Pardon my French, but the logic of Boutin's essay is ass-backwards. If people who used to blog are fleeing to the micro-blogs then now is the BEST time to write long form because there will be less competition for attention. After all, the people who spend all their time on FF, FB and Twitter have to chat about something -- it might as well be your blog!
- Sprague D
"Most people go to sites (MSM or blogs or whatever) for information. Nobody Googles a "conversation."" I think what matters most is not so much what people are looking for, but what people are willing to produce voluntarily. They say "talk is cheap", and this contains much wisdom. Just typing away some comments like we're doing on FF is much easier than thinking up a blog post. Still, in all our sentences, the same knowledge is contained as can be found in those much harder to write articles and essays.
- Meryn Stol
At this moment in time, writing quality content still might bring you some fame or advertising revenue, but I have much doubt that this will hold. The revenue part will go first, followed by the fame. The difference of expertise between people doesn't differ as much as many people still think.
- Meryn Stol
No money, no fame... Why would you make it hard for yourself then?
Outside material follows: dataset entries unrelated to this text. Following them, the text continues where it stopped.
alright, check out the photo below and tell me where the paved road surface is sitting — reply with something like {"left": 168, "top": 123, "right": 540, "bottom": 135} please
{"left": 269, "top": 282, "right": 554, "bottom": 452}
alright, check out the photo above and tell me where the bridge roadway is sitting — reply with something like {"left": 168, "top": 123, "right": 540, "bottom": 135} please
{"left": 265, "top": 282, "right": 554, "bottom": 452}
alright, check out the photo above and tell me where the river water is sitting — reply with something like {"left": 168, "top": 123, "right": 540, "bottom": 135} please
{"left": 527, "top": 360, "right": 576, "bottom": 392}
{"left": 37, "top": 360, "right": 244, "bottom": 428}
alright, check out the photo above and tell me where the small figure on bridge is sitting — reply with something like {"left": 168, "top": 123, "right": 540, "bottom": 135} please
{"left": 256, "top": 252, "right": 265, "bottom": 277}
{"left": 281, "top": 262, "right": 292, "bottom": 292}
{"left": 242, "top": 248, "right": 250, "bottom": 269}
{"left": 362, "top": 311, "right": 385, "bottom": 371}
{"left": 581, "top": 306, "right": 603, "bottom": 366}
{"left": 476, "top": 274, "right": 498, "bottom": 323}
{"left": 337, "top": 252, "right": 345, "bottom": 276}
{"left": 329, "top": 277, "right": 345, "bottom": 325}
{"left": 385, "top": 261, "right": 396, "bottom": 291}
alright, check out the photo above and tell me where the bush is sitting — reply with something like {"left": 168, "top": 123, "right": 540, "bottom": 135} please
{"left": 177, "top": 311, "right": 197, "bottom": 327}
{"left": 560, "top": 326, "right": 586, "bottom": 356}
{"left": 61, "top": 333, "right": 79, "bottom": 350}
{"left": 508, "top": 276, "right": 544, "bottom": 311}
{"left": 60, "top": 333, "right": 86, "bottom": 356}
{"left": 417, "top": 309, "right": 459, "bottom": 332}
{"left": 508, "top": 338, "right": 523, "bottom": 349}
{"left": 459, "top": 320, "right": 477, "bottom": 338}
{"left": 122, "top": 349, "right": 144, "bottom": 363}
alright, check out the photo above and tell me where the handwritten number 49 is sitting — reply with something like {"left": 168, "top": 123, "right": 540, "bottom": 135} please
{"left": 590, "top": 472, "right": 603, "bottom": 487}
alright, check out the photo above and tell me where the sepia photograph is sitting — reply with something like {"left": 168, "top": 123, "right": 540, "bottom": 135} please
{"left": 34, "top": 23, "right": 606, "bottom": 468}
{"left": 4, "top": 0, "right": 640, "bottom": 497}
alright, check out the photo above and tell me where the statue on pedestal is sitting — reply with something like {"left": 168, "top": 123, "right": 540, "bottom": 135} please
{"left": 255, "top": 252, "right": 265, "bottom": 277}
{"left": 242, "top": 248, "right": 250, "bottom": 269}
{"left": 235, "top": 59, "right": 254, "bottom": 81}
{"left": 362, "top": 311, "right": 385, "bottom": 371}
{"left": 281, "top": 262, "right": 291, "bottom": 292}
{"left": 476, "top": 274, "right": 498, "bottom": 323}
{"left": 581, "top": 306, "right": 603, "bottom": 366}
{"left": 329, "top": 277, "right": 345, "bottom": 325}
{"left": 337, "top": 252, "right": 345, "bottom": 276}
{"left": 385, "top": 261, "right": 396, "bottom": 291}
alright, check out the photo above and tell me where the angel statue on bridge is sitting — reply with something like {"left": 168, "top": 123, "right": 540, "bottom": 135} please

The only reason I can think of is that you truly wish to create art. Art will survive. Serious discourse will gravitate to a conversational style. That's my prediction.
- Meryn Stol
I read the article, and I think the person who wrote this is just saying it because they want less competition. Blogging isn't dead by a long shot. And I also think someone is just upset that they get hecklers on their blog. Hell, if you are popular enough to get hecklers I would say your doing pretty well.
- Mathew™ aka Youngblood
Mathew++. I came back here just to say how ridiculous this post is.
- Rah-PM 2012
The intertubes would freak if all blogs took one day off ... no blog posts for a day and people would stop jabbering about blogs being dead.
- AJ Kohn
Another fairly lame attempt at defining something that goes beyond the author's ability to define--or even to understand. It's classical journalism, hypocritically offered (through a blog, of course): "I'll shape opinion, goddamnit; that's what I'll do." Blahblahblah. Whatever.